Savvy investors know that a 1031 exchange can help boost potential cash flow and manage investor’s tax liability by deferring capital gains and other taxes on the sale of investment real estate and acquisition of replacement assets.
The exchange process isn’t without risk to investors, however. Knowing which pitfalls to avoid and the key rules you must follow can help ensure your 1031 exchange goes smoothly. Below we’ve outlined the three primary risks to avoid so you can successfully complete your 1031 exchange.
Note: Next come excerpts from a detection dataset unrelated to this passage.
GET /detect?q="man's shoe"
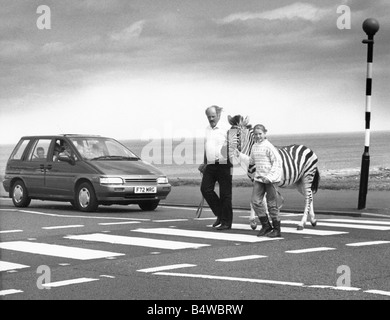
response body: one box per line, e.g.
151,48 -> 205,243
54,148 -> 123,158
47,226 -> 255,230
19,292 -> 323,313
213,218 -> 221,228
216,224 -> 232,230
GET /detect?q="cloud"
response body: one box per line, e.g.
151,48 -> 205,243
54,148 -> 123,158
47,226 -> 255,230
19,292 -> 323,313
110,20 -> 145,42
220,2 -> 330,24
Execution Risk #1: Identifying Like-Kind Replacements Within 45 days
Under Section 1031 of the IRS Code, you can defer paying capital gains on the sale of your investment property when you exchange it for a like-kind replacement. This process allows you to shift the focus of your investment strategies, diversify, or upgrade investment properties without incurring stiff tax obligations.
Your replacement property must be similar (like-kind) in nature, character, or investment-grade quality as the relinquished asset. The catch here is that you must identify replacement properties within 45 days of closing on your relinquished asset using one of three identification strategies:
- Three-property rule. You can identify up to three like-kind replacements. This is the most common approach.
- 200 percent rule. You can identify unlimited replacement assets so long as their cumulative value does not exceed 200 percent of the relinquished asset.
- 95 percent rule. You can identify more than three properties whose value exceeds 200 percent so long as you acquire 95 percent of the value of the replacement properties.
Finding suitable replacement properties can be challenging in hot real estate markets where good deals are snapped up quickly. The 45-day identification window can close fast-- and it’s calculated in calendar days, not business days.
Beginning the process of identifying like-kind replacement assets prior to closing on your original property can reduce stress, provide more time to complete due diligence, and better position your planned exchange to remain compliant with IRS rules.
Execution Risk #2: The 180-Day Exchange Completion Window
Section 1031 of the IRS Code stipulates that you have 180 days after the sale of your relinquished asset to close on one of your previously identified replacement properties and thereby complete the exchange.
While the IRS did release new guidance this year on how COVID-19 impacted pending like-kind exchanges for these 45- and 180-day deadlines (if they occurred prior to April 1), you’d do well to consider these safe harbor deadlines set in stone. They are concrete, and failure to complete the exchange process within the allotted time frame can result in an unsuccessful exchange -- and capital gains income.
Lastly, the 180-day window runs concurrent to the 45-day identification window, and the IRS counts each day from closing on the original asset, including weekends and holidays.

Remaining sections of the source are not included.